Predicting winners in cycling races with Machine Learning
With 95% accuracy, we can use performance data to predict which athletes will be on the podium
A little bit of context
At the beginning of 2020, I decided to go back to amateur cycling racing after more than ten years. But this time, everything was different. It would be my first time racing in The United States and in better shape than when I was a teenager.
As soon as the season started, I found myself checking the list of registered competitors and categories and thinking: How can I increase my chances of having a good result? I didn’t know any of the racers and teams. Basically, all I could do was to do a course recon and trust my physical conditioning.
As it is typical of myself, I didn’t stop thinking about it, and in no time I was checking each contestant’s name and searching for their information. I then discovered that USA Cycling (the American governing body for bicycle racing) has a history of all races and athletes, including amateurs and professionals. Bingo!
I have always been passionate about data analysis, which among other projects, resulted in Graava — a startup that I founded and where I developed an algorithm to edit videos automatically using data from sensors and images. So when I found myself analyzing the athletes’ data and gathering information manually, I immediately came up with the idea of developing a tool to automate this process and analysis.
First version — Race Field Analysis
I did some initial tests and analysis of the athlete’s data, and I liked the results. With the first tests performed in R language, I realized that the results could bring me competitive advantages. I mentioned that to some of my cycling teammates, and they all responded the same way: How can I have access to this information as well?
That was how the Race Field Analysis tool was born. An open-source side project, developed in R, and using the Shiny framework. The original idea was to make it possible for my teammates and friends to analyze the dynamics of a race and develop strategic plans to obtain a better result. The tool would provide information such as which team would have more control of the race and which athletes were more experienced.
However, everything changed when I realized that, with the data collected, I could actually make predictions of which athletes would be on the podium. The information of the possible winners could change the whole dynamic of the race.
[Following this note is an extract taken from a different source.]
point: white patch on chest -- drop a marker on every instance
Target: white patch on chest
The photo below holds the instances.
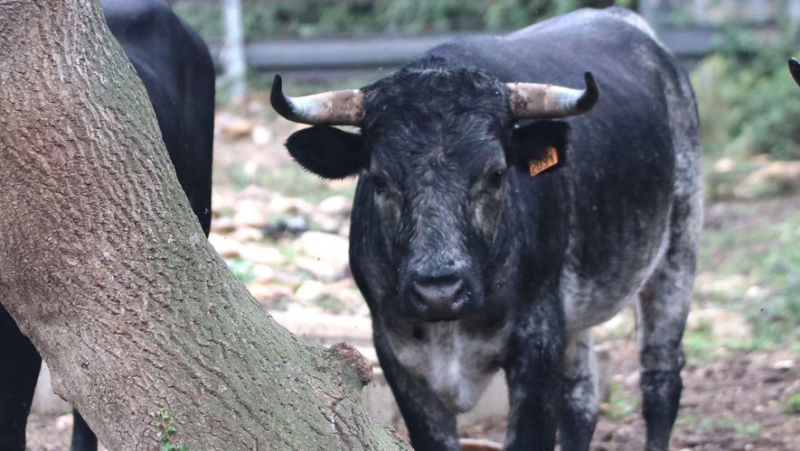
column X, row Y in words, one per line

By knowing this information, a contestant could mark the race’s potential winners and have a better overall result, including choosing to beat them in the final miles.
The first version of the tool is available at this link. With the tool, it is possible to analyze all the races and categories of cycling in the US, including Road, MTB, Gravel, Track, Cyclocross etc.
As soon as my teammates started using the tool, it was fun to see all kinds of results:
“Bruno nailed the 55+ 1/2/3 winner… full field of 60 riders. Consistent with Bruno’s app, 42 old guys had teammates, but the “favorite”, new 55 year old Tom Lyons had no teammates on paper, but lots of help in the form of his old Thirsty Bear teammates.” Larry
“Thankfully for us, Bruno’s race predictor wasn’t quite as accurate for the women’s 3 :)” Jenn
In all cases, I was happy with the results and how the tool was helping the team. Even with results that were not accurate (like in Jenn’s case), it was fun to see the teammates’ comments, in a way saying: “I broke your algorithm, Bruno!” In fact, through machine learning, the algorithm collects more information about the athlete at each race. Consequently, in the next race, this athlete will have a better position in the prediction, and the algorithm will be more precise.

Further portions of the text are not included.